Hidden in a quiet corner, on the museum’s third floor, lies another testament to the cultural value of Liverpool’s first ever international photographic exhibition, Look 11. Lee Karen Stow’s 42 Women of Sierra Leone pays testament to the vast multiplicity of methods that women have used since the dawn of time to ensure the survival of humanity. When gangs of men were off ‘hunting’ in the forest for days on end, and often returning with little more than a sparrow, it was the ‘gathering’ of the women that supplied the vast majority of our calorific needs. Nevertheless, Stow also shows us - in no uncertain terms - how despite this being the case, women have continuously been subjected to detestable levels of discrimination and inequality, and perhaps few places better exemplify this today than Sierra Leone.

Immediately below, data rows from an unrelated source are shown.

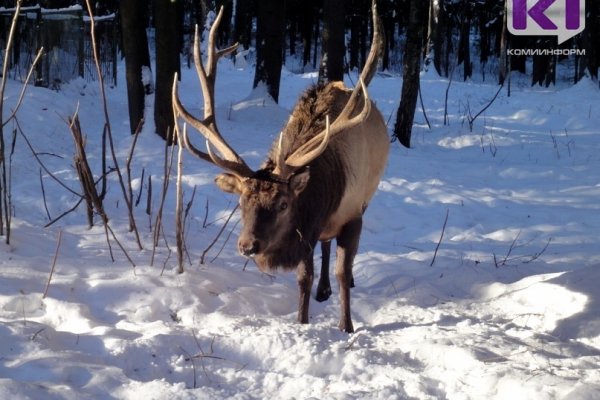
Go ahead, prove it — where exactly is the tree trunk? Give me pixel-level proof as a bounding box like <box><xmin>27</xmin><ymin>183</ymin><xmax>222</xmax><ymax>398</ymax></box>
<box><xmin>119</xmin><ymin>0</ymin><xmax>151</xmax><ymax>134</ymax></box>
<box><xmin>154</xmin><ymin>0</ymin><xmax>181</xmax><ymax>141</ymax></box>
<box><xmin>394</xmin><ymin>0</ymin><xmax>427</xmax><ymax>148</ymax></box>
<box><xmin>349</xmin><ymin>0</ymin><xmax>364</xmax><ymax>70</ymax></box>
<box><xmin>233</xmin><ymin>0</ymin><xmax>256</xmax><ymax>49</ymax></box>
<box><xmin>253</xmin><ymin>0</ymin><xmax>285</xmax><ymax>102</ymax></box>
<box><xmin>458</xmin><ymin>0</ymin><xmax>473</xmax><ymax>81</ymax></box>
<box><xmin>217</xmin><ymin>0</ymin><xmax>233</xmax><ymax>48</ymax></box>
<box><xmin>319</xmin><ymin>0</ymin><xmax>346</xmax><ymax>83</ymax></box>
<box><xmin>300</xmin><ymin>0</ymin><xmax>315</xmax><ymax>67</ymax></box>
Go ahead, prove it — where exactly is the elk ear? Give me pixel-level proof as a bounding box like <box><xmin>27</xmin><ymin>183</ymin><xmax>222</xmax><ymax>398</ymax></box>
<box><xmin>215</xmin><ymin>173</ymin><xmax>242</xmax><ymax>194</ymax></box>
<box><xmin>290</xmin><ymin>168</ymin><xmax>310</xmax><ymax>196</ymax></box>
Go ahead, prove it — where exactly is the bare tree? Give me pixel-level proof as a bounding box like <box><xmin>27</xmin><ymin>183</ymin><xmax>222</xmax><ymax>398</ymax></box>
<box><xmin>319</xmin><ymin>0</ymin><xmax>346</xmax><ymax>83</ymax></box>
<box><xmin>154</xmin><ymin>0</ymin><xmax>181</xmax><ymax>141</ymax></box>
<box><xmin>394</xmin><ymin>0</ymin><xmax>428</xmax><ymax>147</ymax></box>
<box><xmin>119</xmin><ymin>0</ymin><xmax>151</xmax><ymax>134</ymax></box>
<box><xmin>253</xmin><ymin>0</ymin><xmax>285</xmax><ymax>101</ymax></box>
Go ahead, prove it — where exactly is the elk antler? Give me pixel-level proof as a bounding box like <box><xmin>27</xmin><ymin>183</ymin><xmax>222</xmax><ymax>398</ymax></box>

Sierra Leone is considered by Save the Children as one of the world’s worst places to be a child. Unfortunately this is not only due the widespread butchering, massacre, rape and forced recruitment of child soldiers during the country’s brutal civil war from 1991 to 2002. Other, more insidious, and less reported, factors continue to bring inestimable misery to the lives of the nation’s citizenry. For example, one eye-watering photo is of a young mother attempting to nurse her baby that is dying from typhoid, malaria, malnutrition and dehydration. This same woman had only recently lost another child in the floodwaters that had engulfed the downtown area where she attempts to live.

Another reason for Save the Children’s opinion is that so many children become orphans on account of one in eight women dying during childbirth (compared with 1 per 12,200 in the UK). This implies that if you have three siblings there is only a fifty per cent chance that your mother will be alive. Only in April of 2010 did the governments of Sierra Leone, the UK and the UN cooperate to establish a free health care for pregnant and breast feeding women. It is too early to tell how this has transpired in practice.

As the country’s youth grow older most will join the 70 per cent of the population somehow surviving on less than £1 per day. Nevertheless, the discrimination also becomes more gender-specific. Girls generally leave school earlier than boys because of extra fees, forced early marriages and pregnancy. Despite the Registration of Customary Marriages and Divorce Act of 2007 prohibiting both forced marriages and marriage below the age of eighteen, it is still not uncommon to find girls as young as twelve pregnant in such circumstances. Similarly, the 2007 Domestic Violence Act is also considered to have been ineffective in attaining its purpose. Lastly, many young girls suffer debilitating infections, and even death, by being forced to have their clitoris scraped off with a blade.

However, the overall point of Stow’s exhibition is to graphically portray how woman miraculously manage to get by in such dire circumstances, and even take care of infant, elderly and crippled dependents, and usually without running water, electricity or formal employment. In doing so, 42 Women of Sierra Leone demonstrates very well ‘the beauty, spirit, hope and the value to a society of women not just in Sierra Leone, but women everywhere, who wake each morning with the belief that one day, life really will get better’. Nevertheless, the fact remains that the exhibition is so titled because 42 remains the average life expectancy of Sierra Leonean women.